35

163 16 3
                                    

"Satu, dua, ti...ga."

Haruka meringis melihat Kai dan Sasuke yang kini sedang memindahkan kue pernikahan Aoi dari mobil menuju tempat resepsi, "Hati-hati, astaga."

"Ini...berat...sekali...Haruka," kata Sasuke susah payah. Kedua tangan laki-laki itu sudah bergetar karena hampir tidak sanggup mengangkat kuenya.

"Sebaiknya kau mengurus hal lain. Kami baik-baik...saja," kata Kai sambil menunjuk deretan kotak kue yang masih banyak di dalam truk milik toko roti Haruka tersebut dengan ujung dagunya.

Haruka ragu-ragu, namun akhirnya gadis itu mengangguk dan mulai mengangkat kotak-kotak kue tersebut.

Ia menoleh ke arah seseorang yang sedang melakukan hal sama sepertinya, "Terima kasih karena disini, Shouta."

Shouta mengangguk, "Aku sudah menjadi bagian dari toko rotimu selama enam tahun, Haruka. Tidak perlu berterima kasih seperti itu."

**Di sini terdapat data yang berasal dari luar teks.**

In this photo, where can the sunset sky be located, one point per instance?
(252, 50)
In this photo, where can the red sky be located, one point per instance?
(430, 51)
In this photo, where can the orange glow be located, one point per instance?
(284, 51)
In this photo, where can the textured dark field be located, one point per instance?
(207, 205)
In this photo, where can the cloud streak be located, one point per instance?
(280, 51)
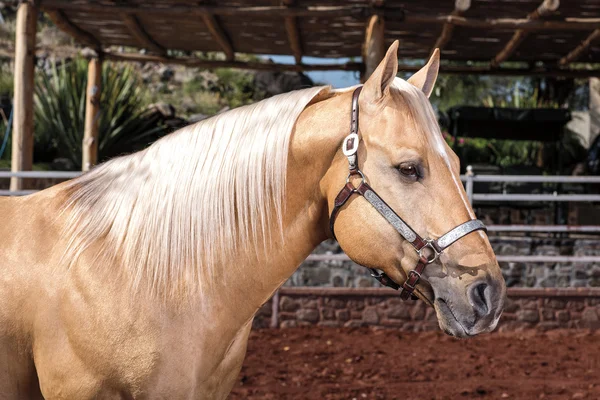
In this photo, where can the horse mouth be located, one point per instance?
(448, 321)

Haruka menghela napas panjang ketika mengeluarkan roti-rotinya di atas stand tempat pesta pernikahan Aoi. Ia menyusun roti-roti kecil tersebut dengan hati-hati dibantu oleh Keiko. Temannya itu masih tidak berubah. Sepertinya kepangan di rambutnya tidak akan pernah hilang.

"Bagaimana dengan Kai?"

Keiko mengangkat bahu lalu memaksakan segaris senyum, "Masih sama. Laki-laki itu terlalu keras kepala."

"Tapi aku yakin suatu saat ia akan melihatmu," kata Haruka dengan nada meyakinkan. Membuat Keiko memandangnya dengan tatapan terkejut. "Kenapa?"

Keiko menggeleng lalu tertawa kecil, "Tidak. Aku hanya heran. Setiap kau bicara begitu, entah mengapa aku jadi ikut yakin."

"Kau harus," kata Haruka sambil tersenyum.

Setiap gadis manapun selalu memimpikan pernikahan yang sempurna. Satu hari di mana semuanya harus berjalan dengan baik. Tidak ada yang salah.

Aoi mewujudkan hal itu.

Haruka tidak bisa berhenti tersenyum melihat dua sahabatnya—Aoi dan Takumi berdansa penuh bahagia di tengah-tengah semua tamu undangan. Ternyata, dua manusia yang paling berpengaruh dalam hidupnya kini sudah bisa menapaki sebuah pijakan bahagia di mana tidak ada kesendirian yang menjalari hati keduanya.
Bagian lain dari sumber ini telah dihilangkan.